With her individual claim fully satisfied, Malone no longer holds a personal interest in serving as the representative of the putative class. See Genesis Healthcare, 133 S.Ct. at 1529. Malone never moved for certification under Rule 23, and therefore, the class claims must be dismissed without prejudice. See Brunet, 1 F.3d at 399.

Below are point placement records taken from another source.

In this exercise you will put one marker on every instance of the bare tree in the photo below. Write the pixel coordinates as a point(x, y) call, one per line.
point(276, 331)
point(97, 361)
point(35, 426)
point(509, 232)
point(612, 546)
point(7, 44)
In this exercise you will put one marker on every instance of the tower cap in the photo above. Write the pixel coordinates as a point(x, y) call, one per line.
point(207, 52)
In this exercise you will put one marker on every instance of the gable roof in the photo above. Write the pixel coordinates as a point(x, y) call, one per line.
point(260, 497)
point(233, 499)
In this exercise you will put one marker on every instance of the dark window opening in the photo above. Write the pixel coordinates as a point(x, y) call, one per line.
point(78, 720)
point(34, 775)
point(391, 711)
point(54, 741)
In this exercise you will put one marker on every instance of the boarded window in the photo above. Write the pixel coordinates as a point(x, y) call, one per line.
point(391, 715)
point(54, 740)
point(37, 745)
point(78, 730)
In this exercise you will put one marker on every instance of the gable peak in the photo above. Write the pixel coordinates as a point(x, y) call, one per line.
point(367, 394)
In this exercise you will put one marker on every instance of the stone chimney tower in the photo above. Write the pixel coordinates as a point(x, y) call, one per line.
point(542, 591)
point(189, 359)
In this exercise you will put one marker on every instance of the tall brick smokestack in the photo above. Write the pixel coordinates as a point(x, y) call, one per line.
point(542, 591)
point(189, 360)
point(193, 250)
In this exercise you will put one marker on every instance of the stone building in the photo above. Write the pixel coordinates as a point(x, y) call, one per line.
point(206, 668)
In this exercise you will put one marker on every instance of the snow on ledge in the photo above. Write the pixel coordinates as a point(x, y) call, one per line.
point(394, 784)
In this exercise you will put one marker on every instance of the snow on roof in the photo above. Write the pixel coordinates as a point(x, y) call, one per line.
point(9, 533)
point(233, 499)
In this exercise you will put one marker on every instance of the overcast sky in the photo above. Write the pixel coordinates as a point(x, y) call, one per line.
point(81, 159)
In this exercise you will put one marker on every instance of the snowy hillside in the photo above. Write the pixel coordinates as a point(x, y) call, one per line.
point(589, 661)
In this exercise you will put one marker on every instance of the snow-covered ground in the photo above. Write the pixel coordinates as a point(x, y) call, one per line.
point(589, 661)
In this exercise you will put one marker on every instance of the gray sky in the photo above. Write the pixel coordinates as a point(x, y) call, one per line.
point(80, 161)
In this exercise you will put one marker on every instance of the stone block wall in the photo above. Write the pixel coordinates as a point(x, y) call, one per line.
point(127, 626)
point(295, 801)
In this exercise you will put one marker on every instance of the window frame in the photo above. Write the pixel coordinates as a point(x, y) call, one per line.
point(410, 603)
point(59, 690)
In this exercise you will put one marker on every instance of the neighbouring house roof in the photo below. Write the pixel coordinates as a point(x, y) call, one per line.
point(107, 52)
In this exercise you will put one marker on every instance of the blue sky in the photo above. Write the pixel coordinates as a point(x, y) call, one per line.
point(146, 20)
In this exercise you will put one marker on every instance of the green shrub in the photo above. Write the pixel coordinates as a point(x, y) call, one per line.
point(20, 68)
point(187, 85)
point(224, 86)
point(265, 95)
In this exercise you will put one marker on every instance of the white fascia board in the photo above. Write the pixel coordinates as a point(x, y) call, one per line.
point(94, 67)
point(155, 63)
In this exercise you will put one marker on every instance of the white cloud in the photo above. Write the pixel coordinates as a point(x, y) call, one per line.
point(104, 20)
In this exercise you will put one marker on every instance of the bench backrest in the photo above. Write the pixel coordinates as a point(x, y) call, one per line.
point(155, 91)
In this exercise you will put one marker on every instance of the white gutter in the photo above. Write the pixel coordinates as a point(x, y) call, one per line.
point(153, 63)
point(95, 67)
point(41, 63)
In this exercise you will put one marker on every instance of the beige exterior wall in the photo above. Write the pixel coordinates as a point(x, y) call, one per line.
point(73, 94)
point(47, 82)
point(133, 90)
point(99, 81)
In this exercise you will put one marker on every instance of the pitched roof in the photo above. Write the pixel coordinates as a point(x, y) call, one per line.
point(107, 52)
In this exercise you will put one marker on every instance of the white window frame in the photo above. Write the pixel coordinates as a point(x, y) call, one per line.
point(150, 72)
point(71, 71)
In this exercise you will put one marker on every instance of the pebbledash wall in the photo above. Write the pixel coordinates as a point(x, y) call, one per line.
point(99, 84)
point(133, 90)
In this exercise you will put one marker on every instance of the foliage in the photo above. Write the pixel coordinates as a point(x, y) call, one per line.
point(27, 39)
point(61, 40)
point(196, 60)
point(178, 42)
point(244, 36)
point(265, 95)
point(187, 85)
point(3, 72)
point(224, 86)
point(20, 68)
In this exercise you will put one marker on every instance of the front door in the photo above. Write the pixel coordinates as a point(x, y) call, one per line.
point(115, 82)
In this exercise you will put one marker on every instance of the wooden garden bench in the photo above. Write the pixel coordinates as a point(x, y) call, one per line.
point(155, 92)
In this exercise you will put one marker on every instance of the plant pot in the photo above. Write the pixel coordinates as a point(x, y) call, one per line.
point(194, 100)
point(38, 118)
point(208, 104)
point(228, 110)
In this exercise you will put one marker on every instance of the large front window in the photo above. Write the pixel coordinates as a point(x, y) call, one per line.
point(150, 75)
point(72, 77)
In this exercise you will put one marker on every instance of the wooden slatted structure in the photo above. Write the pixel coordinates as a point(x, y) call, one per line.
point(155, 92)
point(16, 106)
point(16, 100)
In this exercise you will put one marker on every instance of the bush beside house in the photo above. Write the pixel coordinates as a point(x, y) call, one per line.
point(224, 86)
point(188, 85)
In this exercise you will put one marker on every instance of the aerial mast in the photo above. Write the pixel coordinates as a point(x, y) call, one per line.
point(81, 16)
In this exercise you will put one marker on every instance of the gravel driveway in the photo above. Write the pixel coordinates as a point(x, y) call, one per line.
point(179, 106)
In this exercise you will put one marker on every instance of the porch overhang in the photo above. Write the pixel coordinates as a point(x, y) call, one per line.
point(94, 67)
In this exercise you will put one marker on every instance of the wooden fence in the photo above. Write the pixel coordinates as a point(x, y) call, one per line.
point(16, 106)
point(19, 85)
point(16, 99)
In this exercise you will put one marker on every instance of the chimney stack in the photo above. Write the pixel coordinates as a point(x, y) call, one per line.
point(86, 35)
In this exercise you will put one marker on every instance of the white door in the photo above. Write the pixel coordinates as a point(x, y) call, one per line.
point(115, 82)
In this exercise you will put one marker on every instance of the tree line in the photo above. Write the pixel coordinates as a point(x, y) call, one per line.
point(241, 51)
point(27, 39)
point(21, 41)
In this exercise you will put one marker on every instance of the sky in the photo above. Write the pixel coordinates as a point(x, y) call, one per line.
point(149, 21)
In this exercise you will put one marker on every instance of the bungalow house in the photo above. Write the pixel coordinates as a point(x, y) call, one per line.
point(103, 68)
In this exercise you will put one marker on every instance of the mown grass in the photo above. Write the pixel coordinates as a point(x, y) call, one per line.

Malone disputes this outcome and the precedent on which it is based. She cites several non-binding authorities to support her position, but nothing indicates that the Sixth Circuit plans to adopt a new course. The district courts of the Sixth Circuit consistently apply the foregoing mootness rules to dismiss uncertified class actions where the named plaintiff loses his stake in the litigation. E.g., Conway, 2015 WL 3756410, at *3-8; Mey v. N. Am. Bancard, LLC, No. 14-CV-11331, 2014 WL 6686773, at *1-3 (E.D.Mich. Nov. 26, 2014); Hanover Grove Consumer Hous. Coop. v. Berkadia Commercial Mortg., LLC, No. 13-13553, 2014 WL 354674, at *4-6 (E.D.Mich. Jan. 31, 2014); Tallon v. Lloyd & McDaniel, 497 F.Supp.2d 847, 851-53 (W.D.Ky.2007). Here, Malone will receive all of the relief she demanded, and the remaining members of the putative class may pursue their claims in the future, individually or collectively. See Tallon, 497 F.Supp.2d at 853.

IV. CONCLUSION

For the reasons stated above, the Court will grant Portfolio’s motion to dismiss for lack of subject matter jurisdiction (DN 20). Judgment will be entered in favor of Malone as an individual, and the claims of the putative class will be dismissed without prejudice. The Court will also grant Portfolio’s motion for leave to file supplemental authority in support of its motion to dismiss (DN 29). A separate order and judgment will be entered this date in accordance with this Memorandum Opinion. 
      
      . The Court will grant Portfolio's motion for leave to file supplemental authority (DN 29). Portfolio wishes to submit Mey v. North American Bancard, LLC, No. 14-CV-11331, 2014 WL 6686773, 2014 U.S. Dist. LEXIS 165453 (E.D.Mich. Nov. 26, 2014), in support of its motion to dismiss. The new authority is pertinent to the issues presented by the Rule 12(b)(1) motion, and Plaintiff Ashley Malone did not object to the supplemental filing.
     
      
      . The Court is unaware of the current status of the state court proceedings, but such information is not necessary to resolve the motions now pending.
     
      
      . See, e.g., Genesis Healthcare, 133 S.Ct. at 1532-37 (Kagan, J., dissenting); Stein v. Buccaneers Ltd. P'ship, 772 F.3d 698 (11th Cir.2014); Diaz v. First Am. Home Buyers Prot. Corp., 732 F.3d 948 (9th Cir.2013).